DMARC ajoute la condition qui manque : l'alignement. Le domaine de d= doit correspondre au domaine affiché dans l'en-tête From, celui que voit le destinataire. En alignement relâché, un From facture@compta.exemple.fr signé avec d=exemple.fr passe. En alignement strict, il échoue, car les deux chaînes doivent être identiques. Un DKIM qui passe tous les tests techniques peut donc ne rien apporter à DMARC s'il signe avec le mauvais domaine, situation courante chez les plateformes d'emailing qui signent par défaut avec leur propre domaine.
Autre confusion à écarter : DKIM ne chiffre rien. Le message circule en clair, la signature garantit l'intégrité et l'origine, pas la confidentialité. Pour le contenu lui-même, il faut S/MIME ou OpenPGP, qui sont des mécanismes indépendants.

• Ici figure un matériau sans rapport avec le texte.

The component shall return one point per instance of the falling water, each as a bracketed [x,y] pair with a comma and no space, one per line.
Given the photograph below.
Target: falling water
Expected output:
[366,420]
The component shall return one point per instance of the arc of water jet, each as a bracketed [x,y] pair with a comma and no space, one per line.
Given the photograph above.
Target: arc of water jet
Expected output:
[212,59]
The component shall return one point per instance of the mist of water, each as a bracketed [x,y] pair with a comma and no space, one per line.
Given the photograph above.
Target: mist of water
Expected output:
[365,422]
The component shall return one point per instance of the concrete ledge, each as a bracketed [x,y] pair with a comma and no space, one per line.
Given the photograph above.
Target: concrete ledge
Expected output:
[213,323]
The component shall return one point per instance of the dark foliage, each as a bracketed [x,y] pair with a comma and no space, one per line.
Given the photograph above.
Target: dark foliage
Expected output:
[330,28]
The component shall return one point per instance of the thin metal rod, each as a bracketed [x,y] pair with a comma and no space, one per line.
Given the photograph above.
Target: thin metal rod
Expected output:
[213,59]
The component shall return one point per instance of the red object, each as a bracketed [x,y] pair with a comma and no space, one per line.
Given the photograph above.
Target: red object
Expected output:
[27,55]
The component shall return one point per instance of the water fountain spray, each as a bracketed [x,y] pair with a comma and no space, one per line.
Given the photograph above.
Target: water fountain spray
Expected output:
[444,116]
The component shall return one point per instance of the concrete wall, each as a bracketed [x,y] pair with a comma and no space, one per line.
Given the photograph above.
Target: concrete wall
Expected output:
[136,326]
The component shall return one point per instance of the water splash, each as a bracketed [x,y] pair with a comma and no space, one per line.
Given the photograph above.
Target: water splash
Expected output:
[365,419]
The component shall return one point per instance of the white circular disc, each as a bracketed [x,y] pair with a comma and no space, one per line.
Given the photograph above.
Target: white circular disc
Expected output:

Ces tests ne relèvent plus du confort. Depuis février 2024, Google et Yahoo exigent SPF, DKIM et DMARC des expéditeurs qui dépassent 5 000 messages par jour vers leurs boîtes. En dessous de ce volume la règle est moins stricte, mais un domaine sans DKIM valide voit sa délivrabilité se dégrader progressivement.
Une limite honnête pour finir : aucun test extérieur ne vous dira si votre clé privée a fuité. La rotation régulière du sélecteur, tous les six à douze mois, reste la seule parade réaliste, et elle se teste exactement de la même façon.
Tester un DKIM revient à faire deux choses : vérifier que l'enregistrement TXT publié sous selecteur._domainkey.votredomaine.fr contient une clé publique lisible, puis lire l'en-tête Authentication-Results d'un message réellement reçu pour voir si le calcul aboutit à dkim=pass. La première vérification prend trois secondes avec dig, la seconde exige d'envoyer un vrai courriel, car un enregistrement valide ne garantit pas une signature valide.
Questions fréquentes
Un enregistrement DKIM valide suffit-il à passer DMARC ?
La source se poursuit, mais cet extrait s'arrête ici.